Fans also criticised Wine Machine for its overpriced food and drink, poor sound system and excessive queues. Some attendees compared the event to Fyre Festival, while others suggested it be re-named “Line Machine” due to the long queues.
“The safety of all patrons, artists and staff is of absolute priority”
Festival organisers addressed the complaints, saying that “due to the current climate in NSW, severe licensing conditions were placed upon the event limiting drinks to two per person causing unacceptable congestion at the bars.”
Music festivals across NSW are struggling to adapt to the government’s new licensing regulations, which place events under much closer scrutiny and require many additional licensing and security costs.
The Wine Machine organisers also cited “staffing issues” for external bar operator Prime Collective.
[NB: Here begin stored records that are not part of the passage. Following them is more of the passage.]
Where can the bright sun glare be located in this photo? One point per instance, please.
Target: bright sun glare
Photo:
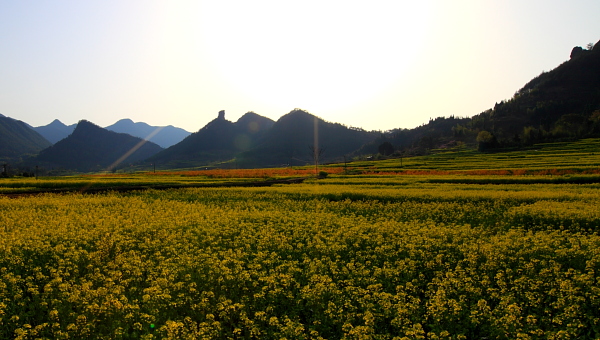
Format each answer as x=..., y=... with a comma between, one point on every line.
x=314, y=55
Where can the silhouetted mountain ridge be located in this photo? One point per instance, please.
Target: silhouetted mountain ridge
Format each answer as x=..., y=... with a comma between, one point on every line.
x=92, y=148
x=55, y=131
x=164, y=136
x=18, y=140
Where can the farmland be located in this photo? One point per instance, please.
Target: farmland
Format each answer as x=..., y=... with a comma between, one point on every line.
x=433, y=249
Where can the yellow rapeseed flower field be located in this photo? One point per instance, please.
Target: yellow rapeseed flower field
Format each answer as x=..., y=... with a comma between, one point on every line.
x=364, y=258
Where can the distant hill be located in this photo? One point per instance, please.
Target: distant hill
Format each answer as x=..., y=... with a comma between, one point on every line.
x=561, y=104
x=291, y=138
x=18, y=140
x=55, y=131
x=220, y=140
x=165, y=136
x=92, y=148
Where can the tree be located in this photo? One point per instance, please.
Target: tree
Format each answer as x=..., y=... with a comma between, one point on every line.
x=486, y=140
x=386, y=148
x=316, y=152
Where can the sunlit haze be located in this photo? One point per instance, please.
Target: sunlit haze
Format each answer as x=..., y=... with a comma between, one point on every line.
x=378, y=65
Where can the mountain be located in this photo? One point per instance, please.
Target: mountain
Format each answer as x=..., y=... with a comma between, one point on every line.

The bar supplier said it takes “full responsibility”, explaining that “two of our staffing mini-buses carrying 32 staff were reportedly involved in an incident whilst en route from Sydney, resulting in bars being under staffed.”
Wine Machine headliner and founder Hot Dub Time Machine has announced two free shows, the first on April 11 at Sydney’s Enmore Theatre (2,500-cap.) and the second on April 12 at the Newcastle Exhibition Centre (7,528-cap.), to make up for the missed set at the festival.
“Wine Machine and I both appreciate all the support over the years, so we wanted to make it up to you with this small token of our appreciation,” said the DJ.
Wine Machine is held in six locations across Australia, including the Yarra Valley (Victoria), Swan Valley (Western Australia) and Canberra’s Lake George winery.